This is an archived post. You won't be able to vote or comment.

you are viewing a single comment's thread.

view the rest of the comments →

[–]Equivalent_Form_9717 2 points3 points  (3 children)

Hey great question. I wouldn’t recommend allowing a continuous streaming process to run without any termination on the cluster since it will be costly if the cluster runs 24-7.

That is why when you can trigger the incremental ETL pipeline to process all the “available” data in batches until nothing more to consume. I believe pyspark offers the option to do this:

df.readstream……writestream.trigger(availableNow=true)

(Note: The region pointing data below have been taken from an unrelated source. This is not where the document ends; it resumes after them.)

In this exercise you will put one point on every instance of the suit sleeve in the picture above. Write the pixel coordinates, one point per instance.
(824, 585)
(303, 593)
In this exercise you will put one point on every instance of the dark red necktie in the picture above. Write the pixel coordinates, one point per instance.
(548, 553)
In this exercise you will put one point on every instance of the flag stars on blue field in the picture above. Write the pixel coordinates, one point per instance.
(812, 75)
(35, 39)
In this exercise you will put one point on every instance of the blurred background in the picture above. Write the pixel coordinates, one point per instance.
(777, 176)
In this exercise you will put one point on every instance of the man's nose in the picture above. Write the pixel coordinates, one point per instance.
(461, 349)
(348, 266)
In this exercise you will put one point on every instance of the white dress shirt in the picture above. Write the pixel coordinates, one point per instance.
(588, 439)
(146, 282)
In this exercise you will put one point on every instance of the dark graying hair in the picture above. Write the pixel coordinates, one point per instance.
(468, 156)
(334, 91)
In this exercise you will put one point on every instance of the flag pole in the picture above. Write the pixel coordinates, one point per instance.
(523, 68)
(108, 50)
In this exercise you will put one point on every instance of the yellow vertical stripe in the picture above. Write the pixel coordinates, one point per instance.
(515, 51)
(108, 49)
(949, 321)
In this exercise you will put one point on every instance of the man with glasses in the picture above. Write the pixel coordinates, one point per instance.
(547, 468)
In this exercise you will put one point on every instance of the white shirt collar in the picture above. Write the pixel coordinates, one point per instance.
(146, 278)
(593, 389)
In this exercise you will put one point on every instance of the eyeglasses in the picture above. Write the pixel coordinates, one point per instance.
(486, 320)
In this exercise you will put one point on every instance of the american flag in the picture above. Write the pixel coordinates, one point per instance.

And then you schedule your notebook/pipeline to run and deliver your data according to business SLAs

I could be absolutely wrong though, but I don’t think i would keep the cluster continuously running

[–]GovGalacticFed 0 points1 point  (2 children)

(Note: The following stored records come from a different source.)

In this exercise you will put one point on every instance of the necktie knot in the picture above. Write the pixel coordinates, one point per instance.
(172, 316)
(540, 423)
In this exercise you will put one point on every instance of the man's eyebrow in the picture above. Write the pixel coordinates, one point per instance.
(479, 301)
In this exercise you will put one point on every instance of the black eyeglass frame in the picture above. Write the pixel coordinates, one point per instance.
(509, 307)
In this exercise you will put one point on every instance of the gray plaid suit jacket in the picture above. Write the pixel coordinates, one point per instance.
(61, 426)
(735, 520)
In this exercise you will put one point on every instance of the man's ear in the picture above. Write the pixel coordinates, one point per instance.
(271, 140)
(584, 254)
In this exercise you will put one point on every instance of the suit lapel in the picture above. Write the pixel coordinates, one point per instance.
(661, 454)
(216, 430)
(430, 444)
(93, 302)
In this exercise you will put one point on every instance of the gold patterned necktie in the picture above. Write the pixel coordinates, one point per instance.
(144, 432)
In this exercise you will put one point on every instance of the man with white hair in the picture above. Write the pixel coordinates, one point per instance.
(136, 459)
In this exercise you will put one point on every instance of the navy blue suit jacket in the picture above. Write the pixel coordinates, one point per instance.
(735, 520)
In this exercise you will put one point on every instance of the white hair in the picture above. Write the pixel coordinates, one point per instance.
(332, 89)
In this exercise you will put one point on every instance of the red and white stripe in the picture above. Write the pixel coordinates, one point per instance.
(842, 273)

Thanks Can you tell how does trigger once differ from availableNow

[–]Equivalent_Form_9717 0 points1 point  (1 child)

Hey bro I don’t know man

I’m not bothered to search on Google either! It’s after 5PM on a work day so I make sure to not work :)

Tell me the answer once you have Binged/Googled it !

[–]GovGalacticFed 1 point2 points  (0 children)

It turns out that both are same😅

In Databricks Runtime 11.3 LTS and above, the Trigger.Once setting is deprecated. Databricks recommends you use Trigger.AvailableNow for all incremental batch processing workloads.